La société Gan Assurances en sa qualité d’assureur dommages-ouvrage sera condamnée à payer la somme de 7 000 euros à M. [L] au titre des frais irrépétibles de première instance et d’appel ainsi qu’aux dépens de première instance, en ce compris les frais de référé, d’expertise judiciaire et des frais de constat d’huissier du 24 octobre 2018 ainsi qu’aux dépens d’appel qui seront recouverts conformément à l’article 699 du code de procédure civile.

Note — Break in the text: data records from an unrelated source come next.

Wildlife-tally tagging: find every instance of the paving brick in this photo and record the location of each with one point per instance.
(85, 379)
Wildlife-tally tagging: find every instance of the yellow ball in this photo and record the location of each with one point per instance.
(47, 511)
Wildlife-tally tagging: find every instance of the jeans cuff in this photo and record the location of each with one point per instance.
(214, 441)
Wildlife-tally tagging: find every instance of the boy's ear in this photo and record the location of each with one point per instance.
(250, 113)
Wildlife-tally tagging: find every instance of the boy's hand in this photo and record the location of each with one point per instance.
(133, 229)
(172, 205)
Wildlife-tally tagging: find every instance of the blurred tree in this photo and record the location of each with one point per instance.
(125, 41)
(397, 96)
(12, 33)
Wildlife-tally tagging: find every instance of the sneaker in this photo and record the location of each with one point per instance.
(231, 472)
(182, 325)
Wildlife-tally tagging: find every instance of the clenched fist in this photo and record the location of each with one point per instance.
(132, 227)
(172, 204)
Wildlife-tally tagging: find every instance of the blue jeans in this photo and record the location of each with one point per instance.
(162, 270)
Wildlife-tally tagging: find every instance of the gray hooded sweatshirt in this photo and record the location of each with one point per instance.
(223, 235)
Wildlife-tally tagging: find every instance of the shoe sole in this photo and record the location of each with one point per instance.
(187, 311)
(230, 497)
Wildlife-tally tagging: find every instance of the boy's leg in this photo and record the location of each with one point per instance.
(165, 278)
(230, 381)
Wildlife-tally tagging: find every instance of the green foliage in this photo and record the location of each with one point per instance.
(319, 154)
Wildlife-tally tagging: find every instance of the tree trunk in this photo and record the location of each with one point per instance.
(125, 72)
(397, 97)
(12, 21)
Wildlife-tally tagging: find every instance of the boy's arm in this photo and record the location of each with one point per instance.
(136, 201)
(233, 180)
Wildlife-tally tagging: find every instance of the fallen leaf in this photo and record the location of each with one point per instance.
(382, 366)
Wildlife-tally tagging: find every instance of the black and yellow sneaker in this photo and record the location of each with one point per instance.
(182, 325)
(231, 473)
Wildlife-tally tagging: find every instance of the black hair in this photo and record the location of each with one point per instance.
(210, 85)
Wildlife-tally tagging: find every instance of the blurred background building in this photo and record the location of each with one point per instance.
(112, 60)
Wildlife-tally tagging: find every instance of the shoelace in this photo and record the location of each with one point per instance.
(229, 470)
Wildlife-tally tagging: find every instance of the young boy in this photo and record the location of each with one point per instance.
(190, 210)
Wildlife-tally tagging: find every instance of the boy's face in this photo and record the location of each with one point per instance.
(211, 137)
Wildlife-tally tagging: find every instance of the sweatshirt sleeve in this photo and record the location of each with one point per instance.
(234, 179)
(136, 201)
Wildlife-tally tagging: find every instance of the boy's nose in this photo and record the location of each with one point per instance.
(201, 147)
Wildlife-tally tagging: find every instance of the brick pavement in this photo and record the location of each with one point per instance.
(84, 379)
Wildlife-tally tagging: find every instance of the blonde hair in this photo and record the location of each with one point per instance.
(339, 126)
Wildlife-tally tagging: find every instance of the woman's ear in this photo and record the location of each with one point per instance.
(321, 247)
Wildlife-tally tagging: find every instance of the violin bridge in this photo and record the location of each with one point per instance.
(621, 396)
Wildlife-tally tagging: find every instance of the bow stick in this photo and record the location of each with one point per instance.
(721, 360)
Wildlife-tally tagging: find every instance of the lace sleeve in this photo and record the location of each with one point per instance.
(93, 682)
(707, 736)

Ainsi que l’a rappelé le jugement, il sera déduit des dépens de première instance la provision pour frais d’instance versée en exécution de l’ordonnance de référé du 23 octobre 2019.
PAR CES MOTIFS
La cour,
Infirme le jugement entrepris en ce qu’il a :
— jugé que les désordres objet du litige sont de nature décennale,
— condamné in solidum la société Gan Assurances en sa qualité d’assureur de responsabilité décennale à payer à régler à monsieur [L] la somme de 43 480,95 euros au titre du coût des travaux de reprise, qui sera indexée sur l’indice du bâtiment BT01 au jour du jugement, l’indice de base étant celui en vigueur le 18 décembre 2020, et la somme de 2 500 euros au titre de l’assurance dommages-ouvrage,
— condamné les sociétés MMA Iard et MMA Iard Assurances Mutuelles à payer la somme de 1 500 euros à M. [L] et à garantir la société Trecobat au titre du préjudice de jouissance,
— jugé que la société Gan Assurances devra garantir la société Trecobat à hauteur de 90 % des condamnations prononcées à son encontre,
— condamné la société Gan Assurances à garantir la société Trecobat et la société Treco Productions des condamnations prononcées contre elles, sous réserve et déduction des franchises contractuelles opposables à ses assurées,
— condamné monsieur [N] [L] à régler la somme de 6 665,20 euros à la société Trecobat au titre du solde de la construction, avec intérêts au taux légal à compter du 9 mars 2017,
— condamné in solidum la société Gan Assurances, la société Trecobat et les compagnies MMA Iard et MMA Iard Assurances Mutuelles à verser à monsieur [L] la somme de 5 000 euros sur le fondement de l’article 700 du code de procédure civile,
— condamné in solidum société Gan Assurances, la société Trecobat, la société Treco Productions et les compagnies MMA Iard et MMA Iard Assurances Mutuelles aux dépens comprenant ceux de référé et les frais d’expertise,
— jugé que, dans les rapports entre les parties, la charge définitive des frais irrépétibles et dépens sera supportée par la société Gan Assurances,
Statuant à nouveau
Déclare irrecevable comme prescrite la demande de la société Trecobat en paiement du solde des travaux par M. [L],
Déboute M. [L] de sa demande de condamnation de la société Gan Assurances en sa qualité d’assureur décennal de la société Trecobat,
Déboute M. [L] de sa demande de condamnation à l’égard des sociétés MMA Iard et MMA Iard Assurances Mutuelles,
Déboute la société Gan Assaurances en sa qualité d’assureur dommages ouvrage de ses demandes en garantie contre les sociétés Trecobat et Treco Productions,
Déboute les sociétés Trecobat et Treco Productions de leur demande de garantie contre la société Gan, en sa qualité d’assureur décennal,
Confirme le jugement entrepris en ses dispositions soumises à la cour pour le surplus,
Y ajoutant,
Déboute les parties du surplus de leurs demandes en ce compris le surplus des demandes en application de l’article 700 du code de procédure civile,
Condamne la société Gan Assurances en sa qualité d’assureur dommages-ouvrage à payer à M. [L] la somme de 7 000 euros au titre des frais irrépétibles de première instance et d’appel,
Condamne la société Gan Assurances en sa qualité d’assureur dommages-ouvrage aux dépens de première instance en ce compris les frais de référé, d’expertise et les frais de constat d’huissier du 24 octobre 2018 ainsi qu’aux dépens d’appel qui seront recouverts conformément à l’article 699 du code de procédure civile.